Teodora Melero, Mercedes Diez y Mari González están en corrillo charlando de sus cosas mientras esperan a uno de los panaderos que suministran a diario tan preciado alimento. Hace años que en Boadilla no se elabora pan. Antiguamente eran varias las panaderías donde se fabricaba el pan que se consumía en el pueblo y alrededores. En una tierra donde se cosecha un magnífico cereal, el pan era un producto de una calidad exquisita.

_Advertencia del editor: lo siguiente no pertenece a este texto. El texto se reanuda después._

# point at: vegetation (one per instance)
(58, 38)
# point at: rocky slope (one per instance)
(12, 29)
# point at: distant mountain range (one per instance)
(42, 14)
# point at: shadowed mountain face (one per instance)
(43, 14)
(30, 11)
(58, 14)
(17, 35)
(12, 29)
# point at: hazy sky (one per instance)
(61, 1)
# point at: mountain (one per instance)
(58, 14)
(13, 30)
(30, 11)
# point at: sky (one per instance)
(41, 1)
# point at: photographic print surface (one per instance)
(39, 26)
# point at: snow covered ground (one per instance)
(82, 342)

Para muchas familias, terminada la guerra, era el único alimento que se podía permitir. Sin ir más lejos siendo aún muy niña, Paula Melero (nuestra madre) acarreaba agua y hacía labores en algunas casa para poder llevarse un chusco de pan a la boca, porque la economía de la familia Melero-Blanco no daba para alimentar a las 9 personas que componían el núcleo familiar.

Que incongruencia, ahora en las mesas de nuestras vecinas llegan alimentos desde puntos tan lejanos como nuestras antípodas (Nueva Zelanda a más de 20.000 kms) pero no el pan que se hace con nuestros cereales. Tan cerca lo lejano (kiwis) y tan lejos lo cercano (Harina).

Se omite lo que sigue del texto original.